MVGGT: Multimodal Visual Geometry Grounded Transformer for Multiview 3D Referring Expression Segmentation

Changli Wu1, 2, †, Haodong Wang1, †, Yutian Yao5, Chunsai Du4,
Jihua Kang4, Yanwei Fu3, 2, Jiayi Ji1, *
1Xiamen University, 2Shanghai Innovation Institute, 3Fudan University,
4ByteDance, 5Tianjin University of Science and Technology
Equal Contribution, *Corresponding Author

Abstract

Most existing 3D referring expression segmentation (3DRES) methods rely on dense, high-quality point clouds, while real-world agents such as robots and mobile phones operate with only a few sparse RGB views and strict latency constraints. We introduce Multi-view 3D Referring Expression Segmentation (MV-3DRES), where the model must recover scene structure and segment the referred object directly from sparse multi-view images. Traditional two-stage pipelines, which first reconstruct a point cloud and then perform segmentation, often yield low-quality geometry, produce coarse or degraded target regions, and run slowly.

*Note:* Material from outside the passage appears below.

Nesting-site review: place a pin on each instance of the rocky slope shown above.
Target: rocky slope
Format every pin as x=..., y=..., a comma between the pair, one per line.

We propose the Multimodal Visual Geometry Grounded Transformer (MVGGT), an efficient end-to-end framework that integrates language information into sparse-view geometric reasoning through a dual-branch design. Training in this setting exposes a critical optimization barrier, termed Foreground Gradient Dilution (FGD), where sparse 3D signals lead to weak supervision. To resolve this, we introduce Per-view No-target Suppression Optimization (PVSO), which provides stronger and more balanced gradients across views, enabling stable and efficient learning. To support consistent evaluation, we build MVRefer, a benchmark that defines standardized settings and metrics for MV-3DRES. Experiments show that MVGGT establishes the first strong baseline and achieves both high accuracy and fast inference, outperforming existing alternatives.


Task & Benchmark

The MV-3DRES Task

Real-world agents (robots, mobile phones) often operate with sparse RGB views and strict latency constraints, unlike traditional methods that rely on pre-built dense point clouds.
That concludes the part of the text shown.